Nanotechnology can be described as a science, engineering and technology that is conducted at a nano scale. It involves manipulation of individual matter at the level of atoms (atomic level), molecular and or supramolecular level. It deals with materials having at least one spatial dimension in the size range of 1 to 100 nm.  What comes to your mind whenever you hear the word nano is 10-9 and one nanometer is one billionth of a meter. In order to work at the atomic level one needs a suitable microscope such a scanning tunneling microscope (STM) and atomic force microscope (AFM). Nanotechnology is an interdisciplinary and also referred to as general purpose technology.

History

The term nano came from the Greek word nanos meaning 'dwarf’; consequently, very small objects come to the mind when we hear the word nanotechnology. Although human exposure to nanoparticles has occurred throughout human history which dramatically increased during the industrial revolution. The study of nanoparticles is not new as the concept of ‘‘nanometer’’ was first proposed by Richard Zsigmondy in 1925; a Nobel Prize Laureate in chemistry who coined the term expressly for characterizing particle size and he was the first to measure the size of particles such as gold colloids using a nanometer.  However, Richard Feynman, the 1965 Nobel Prize Laureate in physics is often credited for introducing the concept of nanotechnology and therefore called the father of nanotechnology. He presented a lecture titled "There's Plenty of Room at the Bottom" where he introduced the concept of manipulation at the atomic level. The new idea he presented demonstrated new ways of thinking and his hypotheses were proven correct.
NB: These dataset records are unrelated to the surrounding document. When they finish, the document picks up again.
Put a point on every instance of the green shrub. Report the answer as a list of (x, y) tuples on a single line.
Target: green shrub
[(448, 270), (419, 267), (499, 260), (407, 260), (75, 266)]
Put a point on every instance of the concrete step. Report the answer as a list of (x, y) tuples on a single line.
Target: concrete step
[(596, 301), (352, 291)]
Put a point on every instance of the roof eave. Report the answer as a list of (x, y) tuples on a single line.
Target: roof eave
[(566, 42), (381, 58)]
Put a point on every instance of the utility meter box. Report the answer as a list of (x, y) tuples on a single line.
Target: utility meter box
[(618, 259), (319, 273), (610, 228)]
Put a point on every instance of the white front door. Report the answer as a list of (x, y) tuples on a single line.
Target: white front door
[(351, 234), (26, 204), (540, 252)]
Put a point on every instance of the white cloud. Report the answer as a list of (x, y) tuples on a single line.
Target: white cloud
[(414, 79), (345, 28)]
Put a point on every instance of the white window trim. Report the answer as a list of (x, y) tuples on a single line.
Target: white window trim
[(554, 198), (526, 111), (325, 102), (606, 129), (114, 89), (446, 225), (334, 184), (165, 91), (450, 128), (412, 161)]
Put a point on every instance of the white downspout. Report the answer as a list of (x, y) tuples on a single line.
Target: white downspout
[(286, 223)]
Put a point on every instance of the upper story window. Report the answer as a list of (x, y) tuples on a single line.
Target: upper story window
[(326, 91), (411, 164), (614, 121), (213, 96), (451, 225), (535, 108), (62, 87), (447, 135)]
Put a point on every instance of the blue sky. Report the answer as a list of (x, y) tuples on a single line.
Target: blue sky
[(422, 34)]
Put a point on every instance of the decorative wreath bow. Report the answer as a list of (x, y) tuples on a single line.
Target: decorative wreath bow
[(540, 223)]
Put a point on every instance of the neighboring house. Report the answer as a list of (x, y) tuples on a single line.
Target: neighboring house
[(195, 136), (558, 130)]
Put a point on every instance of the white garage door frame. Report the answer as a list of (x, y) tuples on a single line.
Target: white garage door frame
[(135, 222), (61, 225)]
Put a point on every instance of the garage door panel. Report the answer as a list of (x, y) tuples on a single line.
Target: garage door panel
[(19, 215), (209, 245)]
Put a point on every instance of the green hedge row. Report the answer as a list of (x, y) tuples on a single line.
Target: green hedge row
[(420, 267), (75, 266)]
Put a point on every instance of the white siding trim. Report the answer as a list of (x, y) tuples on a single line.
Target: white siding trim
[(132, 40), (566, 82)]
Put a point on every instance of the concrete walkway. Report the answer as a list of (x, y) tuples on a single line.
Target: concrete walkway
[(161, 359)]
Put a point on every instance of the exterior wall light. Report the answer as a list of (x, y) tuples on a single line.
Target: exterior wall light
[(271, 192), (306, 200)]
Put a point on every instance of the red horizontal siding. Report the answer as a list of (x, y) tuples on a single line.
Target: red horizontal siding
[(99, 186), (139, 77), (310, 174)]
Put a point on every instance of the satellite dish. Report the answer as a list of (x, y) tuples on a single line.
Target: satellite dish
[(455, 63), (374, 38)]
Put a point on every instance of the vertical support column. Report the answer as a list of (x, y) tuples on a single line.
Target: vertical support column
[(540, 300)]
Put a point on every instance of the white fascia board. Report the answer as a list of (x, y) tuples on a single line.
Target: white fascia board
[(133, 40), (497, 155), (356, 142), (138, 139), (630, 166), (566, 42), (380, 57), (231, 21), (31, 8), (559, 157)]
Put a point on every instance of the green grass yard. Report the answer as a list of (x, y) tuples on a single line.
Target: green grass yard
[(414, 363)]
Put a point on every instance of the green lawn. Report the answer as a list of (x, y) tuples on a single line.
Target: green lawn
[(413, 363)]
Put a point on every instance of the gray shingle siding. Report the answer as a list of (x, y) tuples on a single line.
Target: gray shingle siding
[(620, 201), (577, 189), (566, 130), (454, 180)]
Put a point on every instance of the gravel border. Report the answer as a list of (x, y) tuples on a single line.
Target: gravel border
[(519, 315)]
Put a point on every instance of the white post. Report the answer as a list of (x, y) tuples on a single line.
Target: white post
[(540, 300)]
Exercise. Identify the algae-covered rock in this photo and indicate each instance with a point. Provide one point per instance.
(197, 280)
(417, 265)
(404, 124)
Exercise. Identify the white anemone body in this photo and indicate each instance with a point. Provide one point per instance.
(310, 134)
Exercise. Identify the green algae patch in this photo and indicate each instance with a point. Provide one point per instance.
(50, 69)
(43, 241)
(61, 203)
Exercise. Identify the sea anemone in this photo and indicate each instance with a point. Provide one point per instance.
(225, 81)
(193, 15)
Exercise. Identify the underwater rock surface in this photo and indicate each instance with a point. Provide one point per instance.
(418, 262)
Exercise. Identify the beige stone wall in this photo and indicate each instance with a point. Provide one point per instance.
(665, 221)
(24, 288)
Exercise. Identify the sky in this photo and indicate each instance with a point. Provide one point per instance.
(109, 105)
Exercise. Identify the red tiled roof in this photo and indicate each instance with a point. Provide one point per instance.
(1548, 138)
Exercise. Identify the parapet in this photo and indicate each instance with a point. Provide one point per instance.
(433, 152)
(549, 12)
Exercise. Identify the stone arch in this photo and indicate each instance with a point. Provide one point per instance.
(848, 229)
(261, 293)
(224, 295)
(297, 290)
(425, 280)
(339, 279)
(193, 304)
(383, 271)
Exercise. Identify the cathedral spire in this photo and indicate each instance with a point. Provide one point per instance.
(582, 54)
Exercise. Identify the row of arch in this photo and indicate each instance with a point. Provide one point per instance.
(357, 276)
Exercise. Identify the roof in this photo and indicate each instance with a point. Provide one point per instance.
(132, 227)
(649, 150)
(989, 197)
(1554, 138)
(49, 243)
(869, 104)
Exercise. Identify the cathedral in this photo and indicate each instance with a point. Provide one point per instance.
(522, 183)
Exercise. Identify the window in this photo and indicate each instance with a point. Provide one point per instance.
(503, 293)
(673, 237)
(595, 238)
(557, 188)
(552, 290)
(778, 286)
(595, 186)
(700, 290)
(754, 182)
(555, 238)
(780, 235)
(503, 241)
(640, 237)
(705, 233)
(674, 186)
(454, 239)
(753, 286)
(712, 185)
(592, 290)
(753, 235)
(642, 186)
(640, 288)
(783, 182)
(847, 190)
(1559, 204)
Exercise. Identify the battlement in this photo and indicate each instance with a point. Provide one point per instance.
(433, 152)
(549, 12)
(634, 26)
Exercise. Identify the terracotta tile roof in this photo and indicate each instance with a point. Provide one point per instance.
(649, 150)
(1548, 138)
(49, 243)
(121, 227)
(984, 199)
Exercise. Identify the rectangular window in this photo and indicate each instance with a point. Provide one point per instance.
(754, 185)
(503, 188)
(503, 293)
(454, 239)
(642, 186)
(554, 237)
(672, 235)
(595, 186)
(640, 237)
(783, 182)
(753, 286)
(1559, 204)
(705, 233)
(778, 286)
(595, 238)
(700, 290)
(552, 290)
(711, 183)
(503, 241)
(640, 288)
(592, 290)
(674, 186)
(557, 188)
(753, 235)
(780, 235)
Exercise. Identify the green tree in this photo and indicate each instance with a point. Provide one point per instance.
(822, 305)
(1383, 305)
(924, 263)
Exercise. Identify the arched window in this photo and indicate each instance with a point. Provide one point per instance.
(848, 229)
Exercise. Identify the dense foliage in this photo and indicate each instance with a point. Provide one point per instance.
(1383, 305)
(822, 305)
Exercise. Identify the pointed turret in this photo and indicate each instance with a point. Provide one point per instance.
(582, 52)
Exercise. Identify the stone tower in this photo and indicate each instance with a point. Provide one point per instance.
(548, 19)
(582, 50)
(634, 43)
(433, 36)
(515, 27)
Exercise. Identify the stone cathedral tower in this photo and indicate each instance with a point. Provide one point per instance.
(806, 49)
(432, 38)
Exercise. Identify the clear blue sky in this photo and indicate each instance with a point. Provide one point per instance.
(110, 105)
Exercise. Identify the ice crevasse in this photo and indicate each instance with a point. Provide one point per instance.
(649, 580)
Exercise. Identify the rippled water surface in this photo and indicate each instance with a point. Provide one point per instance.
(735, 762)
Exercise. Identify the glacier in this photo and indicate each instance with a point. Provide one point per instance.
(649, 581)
Fifteen years later, a Japanese scientist named Norio Taniguchi was the first to use the word nanotechnology to describe semiconductor processes that occurred on the order of nanometer and advocated that nanotechnology consisted of the processing, separation, consolidation, and deformation of materials by one atom or one molecule. Thereafter, the golden era of nanotechnology began in the 1980s when Eric Drexler of Massachusetts Institute of Technology (MIT) used ideas from Feynman’s book and Taniguchi’s term nanotechnology in his book titled, ‘‘Engines of Creation: The Coming Era of Nanotechnology’’ in 1986; he proposed the idea of a nanoscale ‘‘assembler’’ which would be able to build a copy of itself and of other items of arbitrary complexity. His vision of nanotechnology is often called ‘‘molecular nanotechnology.’’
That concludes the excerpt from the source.